The evidence at trial showed that Drivas knowingly authorized his co-conspirators at a Brooklyn medical clinic to use his Medicare billing number to charge Medicare for more than $20 million in medical procedures and services that were never performed. In return, he received more than $500,000 for his role in the scheme. According to court documents, from 2005 to 2010, Drivas was the medical director of or a rendering physician at a clinic in Brooklyn that billed Medicare under three corporate names: Bay Medical Care PC, SVS Wellcare Medical PLLC and SZS Medical Care PLLC (collectively “Bay Medical clinic”). The evidence established that Drivas was a “no show” doctor, who almost never visited the clinic except to pick up his check. The evidence also showed that the clinic paid cash kickbacks to Medicare beneficiaries and used the beneficiaries’ names to bill Medicare for more than $77 million in services that were medically unnecessary and never provided.
The government’s investigation included the use of a court-ordered audio/video recording device hidden in a room at the clinic in which the conspirators paid cash kickbacks to corrupt Medicare beneficiaries. The conspirators were recorded paying approximately $500,000 in cash kickbacks during a period of approximately six weeks from April to June 2010. This room was marked “PRIVATE” and featured a Soviet-era poster of a woman with a finger to her lips and the words “Don’t Gossip” in Russian. The purpose of the kickbacks was to induce the beneficiaries to receive unnecessary medical services or to stay silent when services not provided to the patients were billed to Medicare.
To generate the large amounts of cash needed to pay the patients, Drivas’s business partners and co-conspirators recruited a network of external money launderers who cashed checks for the clinic. Clinic owners wrote clinic checks payable to various shell companies controlled by the money launderers. These checks did not represent payment for any legitimate service at or for the Bay Medical clinic, but rather were written to launder the clinic’s fraudulently obtained health care proceeds. The money launderers cashed these checks and provided the cash back to the clinic. Clinic employees used the cash to pay illegal cash kickbacks to the Bay Medical clinic’s purported patients.
This case was investigated by the FBI and HHS-OIG and was brought as part of the Medicare Fraud Strike Force, under the supervision of the Criminal Division’s Fraud Section and the U.S. Attorney’s Office for the Eastern District of New York. The case is being prosecuted by Trial Attorney Sarah M. Hall of the Criminal Division’s Fraud Section and Assistant U.S. Attorneys William C. Campos and Shannon C. Jones of the Eastern District of New York.
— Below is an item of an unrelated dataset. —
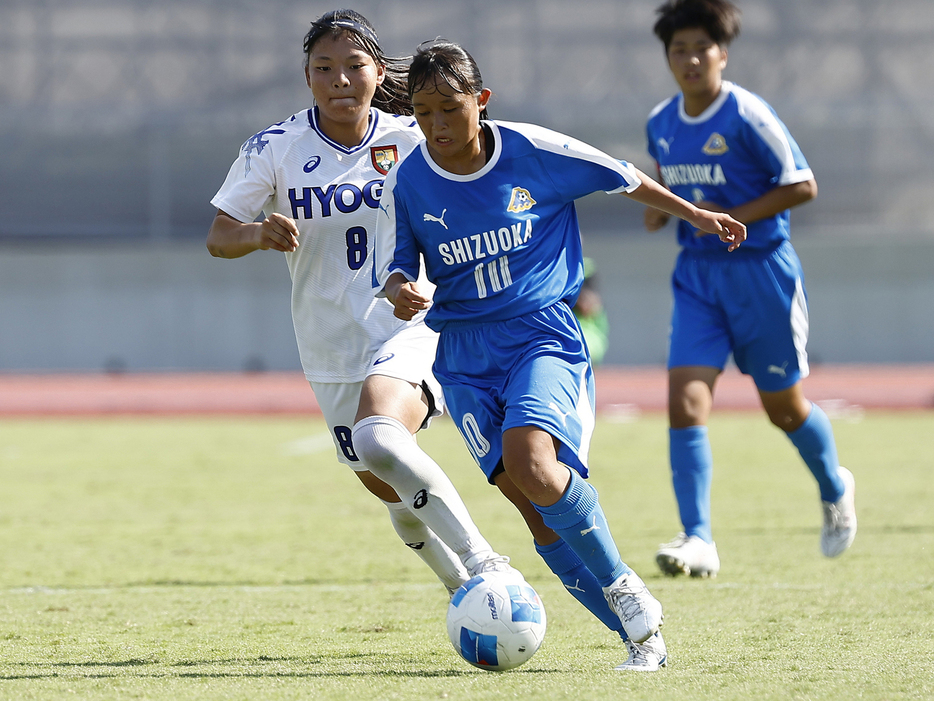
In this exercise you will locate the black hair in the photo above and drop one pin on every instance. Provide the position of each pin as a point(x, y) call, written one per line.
point(391, 95)
point(449, 62)
point(719, 18)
The Medicare Fraud Strike Force operations are part of the Health Care Fraud Prevention & Enforcement Action Team (HEAT), a joint initiative announced in May 2009 between the Department of Justice and HHS to focus their efforts to prevent and deter fraud and enforce current anti-fraud laws around the country. Since its inception in March 2007, the Medicare Fraud Strike Force, now operating in nine cities across the country, has charged more than 1,500 defendants who have collectively billed the Medicare program for more than $5 billion. In addition, HHS’s Centers for Medicare & Medicaid Services, working in conjunction with HHS-OIG, is taking steps to increase accountability and decrease the presence of fraudulent providers.